Despite the commendable performance of the proposed model and its successful deployment as a mobile application, three main limitations remain. First, while the proposed model leveraging transfer learning demonstrated superior predictive performance, this study did not conduct an in-depth analysis to explain why the proposed model outperformed alternative methods. Future work will explore model interpretability to better understand why the proposed architecture works better. Second, while the mobile application enables real-time CC prediction, formal usability studies and latency benchmarks were not performed. Future research will assess the application’s responsiveness, user experience, and robustness across various conditions. Third, to address data imbalance, image augmentation was employed to enhance training stability and generalizability. While this approach proved effective, future work will consider integrating synthetic oversampling techniques, such as SMOTE or GAN-based methods, to further enhance the representation of minority classes and perform a comparative analysis to show the most effective approach among them.

Conclusions

This article presented a proposed CC prediction approach using a smartphone with integrated deep learning technology. The image preprocessing step allows the system to make more accurate predictions. The performance of the proposed algorithm was compared with that of VGG-16, ResNet-50, ResNet-101, ResNet-152, DenseNet-121, DenseNet-169, DenseNet-201, and EfficientNetB3 for the same purpose. Based on the experimental results of the proposed methods on the CC datasets, our model using DenseNet-201 achieved the highest performance with accuracy, precision, recall, and F1-score of 92%, 92%, 93%, and 92%, respectively. To avoid biases among image samples, they were uniformly resized and converted to grayscale to reduce computational requirements. Noise was removed using Otsu’s method. The CC images used in the experiments had a shape of 224 × 224 × 1, the number of classes in the dataset was 331, and data imbalance was resolved using image augmentation. SGD optimization methods have shown considerable improvement with the finetuning of our hyperparameters in our model performance.

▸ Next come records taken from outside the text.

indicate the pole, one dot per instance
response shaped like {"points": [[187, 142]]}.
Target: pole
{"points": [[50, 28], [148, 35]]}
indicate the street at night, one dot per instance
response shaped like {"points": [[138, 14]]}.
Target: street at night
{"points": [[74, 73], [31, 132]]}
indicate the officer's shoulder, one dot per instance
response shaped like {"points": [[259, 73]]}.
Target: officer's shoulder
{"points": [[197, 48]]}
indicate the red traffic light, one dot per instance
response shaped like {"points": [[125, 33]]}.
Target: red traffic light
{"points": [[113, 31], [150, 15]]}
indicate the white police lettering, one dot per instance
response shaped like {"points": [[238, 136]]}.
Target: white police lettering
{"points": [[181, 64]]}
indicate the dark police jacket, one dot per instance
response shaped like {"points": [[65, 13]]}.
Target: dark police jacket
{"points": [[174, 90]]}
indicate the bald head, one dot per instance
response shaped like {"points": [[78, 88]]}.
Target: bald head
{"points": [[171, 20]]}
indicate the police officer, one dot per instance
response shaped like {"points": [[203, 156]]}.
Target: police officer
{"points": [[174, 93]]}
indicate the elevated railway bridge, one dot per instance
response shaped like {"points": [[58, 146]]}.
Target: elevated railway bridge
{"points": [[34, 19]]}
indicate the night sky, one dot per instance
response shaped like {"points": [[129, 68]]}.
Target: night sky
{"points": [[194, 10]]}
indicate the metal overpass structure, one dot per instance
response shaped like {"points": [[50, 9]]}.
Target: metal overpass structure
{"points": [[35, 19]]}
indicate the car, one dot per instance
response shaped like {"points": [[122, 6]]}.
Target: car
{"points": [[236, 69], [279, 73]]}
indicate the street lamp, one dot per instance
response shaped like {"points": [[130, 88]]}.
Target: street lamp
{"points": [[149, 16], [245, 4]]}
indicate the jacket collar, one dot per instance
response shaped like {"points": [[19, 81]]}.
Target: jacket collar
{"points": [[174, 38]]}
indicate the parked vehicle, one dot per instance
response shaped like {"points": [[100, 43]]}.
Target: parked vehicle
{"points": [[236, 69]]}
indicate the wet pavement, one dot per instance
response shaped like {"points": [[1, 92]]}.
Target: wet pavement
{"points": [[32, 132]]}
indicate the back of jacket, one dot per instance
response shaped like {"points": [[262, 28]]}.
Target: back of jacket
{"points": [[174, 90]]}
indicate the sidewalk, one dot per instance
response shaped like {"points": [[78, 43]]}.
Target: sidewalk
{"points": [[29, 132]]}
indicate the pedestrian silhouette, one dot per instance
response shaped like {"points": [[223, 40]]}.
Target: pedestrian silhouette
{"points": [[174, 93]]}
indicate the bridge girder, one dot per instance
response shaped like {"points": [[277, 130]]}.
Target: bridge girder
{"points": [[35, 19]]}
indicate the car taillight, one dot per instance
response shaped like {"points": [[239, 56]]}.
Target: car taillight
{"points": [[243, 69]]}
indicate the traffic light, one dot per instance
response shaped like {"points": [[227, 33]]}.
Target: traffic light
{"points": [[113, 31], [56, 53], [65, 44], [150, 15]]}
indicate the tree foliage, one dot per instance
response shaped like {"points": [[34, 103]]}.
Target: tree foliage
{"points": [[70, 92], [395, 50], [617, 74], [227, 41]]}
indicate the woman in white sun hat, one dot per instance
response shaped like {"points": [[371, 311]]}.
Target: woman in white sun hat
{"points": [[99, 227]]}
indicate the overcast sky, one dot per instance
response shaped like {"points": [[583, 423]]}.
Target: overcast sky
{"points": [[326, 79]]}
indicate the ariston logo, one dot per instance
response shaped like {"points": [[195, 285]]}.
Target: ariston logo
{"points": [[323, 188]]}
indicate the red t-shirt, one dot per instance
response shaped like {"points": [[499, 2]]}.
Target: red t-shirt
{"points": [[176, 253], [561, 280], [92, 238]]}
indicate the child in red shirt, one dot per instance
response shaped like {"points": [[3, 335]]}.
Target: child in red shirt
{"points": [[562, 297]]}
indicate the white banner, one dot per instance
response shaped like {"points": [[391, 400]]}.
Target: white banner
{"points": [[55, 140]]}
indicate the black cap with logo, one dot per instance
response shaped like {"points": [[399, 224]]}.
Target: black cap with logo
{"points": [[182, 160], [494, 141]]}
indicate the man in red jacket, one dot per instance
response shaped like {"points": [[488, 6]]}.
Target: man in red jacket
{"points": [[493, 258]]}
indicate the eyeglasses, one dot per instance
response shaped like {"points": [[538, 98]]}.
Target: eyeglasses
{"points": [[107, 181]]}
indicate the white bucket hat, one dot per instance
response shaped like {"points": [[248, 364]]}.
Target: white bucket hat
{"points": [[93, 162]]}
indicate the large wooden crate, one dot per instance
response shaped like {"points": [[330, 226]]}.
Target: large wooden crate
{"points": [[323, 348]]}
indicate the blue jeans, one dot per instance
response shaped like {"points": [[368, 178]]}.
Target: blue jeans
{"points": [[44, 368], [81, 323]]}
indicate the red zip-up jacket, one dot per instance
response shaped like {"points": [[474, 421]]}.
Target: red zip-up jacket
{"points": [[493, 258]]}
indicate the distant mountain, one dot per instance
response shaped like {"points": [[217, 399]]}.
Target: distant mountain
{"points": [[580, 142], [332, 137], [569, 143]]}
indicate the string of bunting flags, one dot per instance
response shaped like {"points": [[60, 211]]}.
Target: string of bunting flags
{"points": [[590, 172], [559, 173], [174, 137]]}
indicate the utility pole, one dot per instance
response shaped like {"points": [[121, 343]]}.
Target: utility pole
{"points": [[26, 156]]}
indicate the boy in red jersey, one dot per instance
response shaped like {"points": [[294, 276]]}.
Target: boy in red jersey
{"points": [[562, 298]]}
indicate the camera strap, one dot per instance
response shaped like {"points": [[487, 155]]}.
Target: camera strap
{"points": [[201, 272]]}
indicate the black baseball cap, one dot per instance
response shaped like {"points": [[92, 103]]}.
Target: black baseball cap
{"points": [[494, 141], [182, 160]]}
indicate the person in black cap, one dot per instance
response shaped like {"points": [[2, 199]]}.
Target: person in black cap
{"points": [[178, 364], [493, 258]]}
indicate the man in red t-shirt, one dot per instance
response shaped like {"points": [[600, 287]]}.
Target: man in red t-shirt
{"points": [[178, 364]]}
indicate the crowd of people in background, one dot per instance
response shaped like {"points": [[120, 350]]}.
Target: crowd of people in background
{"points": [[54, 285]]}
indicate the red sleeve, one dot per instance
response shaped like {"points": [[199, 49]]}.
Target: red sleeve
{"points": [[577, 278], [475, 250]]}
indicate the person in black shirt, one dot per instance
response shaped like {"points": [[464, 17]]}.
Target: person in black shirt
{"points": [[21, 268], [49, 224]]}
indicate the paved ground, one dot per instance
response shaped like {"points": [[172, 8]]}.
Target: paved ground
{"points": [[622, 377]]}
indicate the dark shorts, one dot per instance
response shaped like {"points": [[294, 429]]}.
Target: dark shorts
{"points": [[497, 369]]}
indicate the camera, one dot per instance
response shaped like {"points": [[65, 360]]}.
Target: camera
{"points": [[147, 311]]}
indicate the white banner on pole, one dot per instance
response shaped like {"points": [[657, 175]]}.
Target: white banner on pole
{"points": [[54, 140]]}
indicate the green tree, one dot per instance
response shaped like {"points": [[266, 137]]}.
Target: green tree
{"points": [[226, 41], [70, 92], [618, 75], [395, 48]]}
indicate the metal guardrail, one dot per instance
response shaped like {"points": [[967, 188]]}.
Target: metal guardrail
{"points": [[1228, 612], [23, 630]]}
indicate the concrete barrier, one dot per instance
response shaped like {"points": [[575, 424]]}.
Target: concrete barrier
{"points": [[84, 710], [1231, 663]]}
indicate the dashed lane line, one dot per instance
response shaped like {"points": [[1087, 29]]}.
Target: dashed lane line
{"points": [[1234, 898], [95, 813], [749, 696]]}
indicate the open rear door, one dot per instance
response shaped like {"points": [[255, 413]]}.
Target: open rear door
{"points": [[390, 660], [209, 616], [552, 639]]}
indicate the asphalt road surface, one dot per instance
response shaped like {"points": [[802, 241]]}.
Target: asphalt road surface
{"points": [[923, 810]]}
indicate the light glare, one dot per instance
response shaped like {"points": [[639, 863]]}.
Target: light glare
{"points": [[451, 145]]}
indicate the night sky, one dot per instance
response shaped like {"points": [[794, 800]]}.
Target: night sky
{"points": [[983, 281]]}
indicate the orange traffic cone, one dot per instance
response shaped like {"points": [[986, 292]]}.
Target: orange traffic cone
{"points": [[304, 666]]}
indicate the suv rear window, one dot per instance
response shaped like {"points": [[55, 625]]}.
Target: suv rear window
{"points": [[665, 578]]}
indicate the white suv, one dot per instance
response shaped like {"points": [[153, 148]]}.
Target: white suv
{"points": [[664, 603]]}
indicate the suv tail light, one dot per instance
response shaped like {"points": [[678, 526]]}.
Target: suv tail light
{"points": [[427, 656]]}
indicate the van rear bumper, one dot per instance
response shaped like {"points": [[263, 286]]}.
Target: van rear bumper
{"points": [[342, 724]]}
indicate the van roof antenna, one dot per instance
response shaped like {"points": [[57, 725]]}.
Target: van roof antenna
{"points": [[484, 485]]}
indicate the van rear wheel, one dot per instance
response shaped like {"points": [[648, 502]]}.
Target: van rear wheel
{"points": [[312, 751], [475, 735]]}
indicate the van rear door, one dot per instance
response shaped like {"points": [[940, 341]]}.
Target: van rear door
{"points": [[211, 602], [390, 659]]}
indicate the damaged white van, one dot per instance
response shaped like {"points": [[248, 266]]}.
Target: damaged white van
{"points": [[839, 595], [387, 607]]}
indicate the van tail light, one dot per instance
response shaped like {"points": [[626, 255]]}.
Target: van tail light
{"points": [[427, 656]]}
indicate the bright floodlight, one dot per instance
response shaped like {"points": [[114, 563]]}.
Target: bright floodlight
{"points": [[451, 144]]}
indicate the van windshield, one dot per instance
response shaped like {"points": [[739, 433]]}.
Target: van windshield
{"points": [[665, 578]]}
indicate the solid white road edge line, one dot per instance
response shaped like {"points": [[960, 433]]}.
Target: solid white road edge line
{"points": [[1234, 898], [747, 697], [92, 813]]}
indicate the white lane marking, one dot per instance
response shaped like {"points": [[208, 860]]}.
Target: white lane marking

The current implementation uses one CC as the input data to show multiple predicted results to the user. Users can input the CC from a photo album or via the camera. The prediction using an album or the camera yielded results of 96.36% and 59.36%, respectively. However, because the dataset consists of single CCs, the input data are limited to one CC. This issue must be addressed in the future and strengthening the dataset could be a solution. Our dataset is limited in that the CC class is limited to 331 classes. The experiments were conducted using an input image containing a single CC and producing a single prediction of the original representation of the CC. In future work, we will increase the number of recognizable characters by extracting CC data from ancient documents and books. Subsequently, we plan to extend our current model to predict the original representations from inputs with multiple CCs on the image input sample.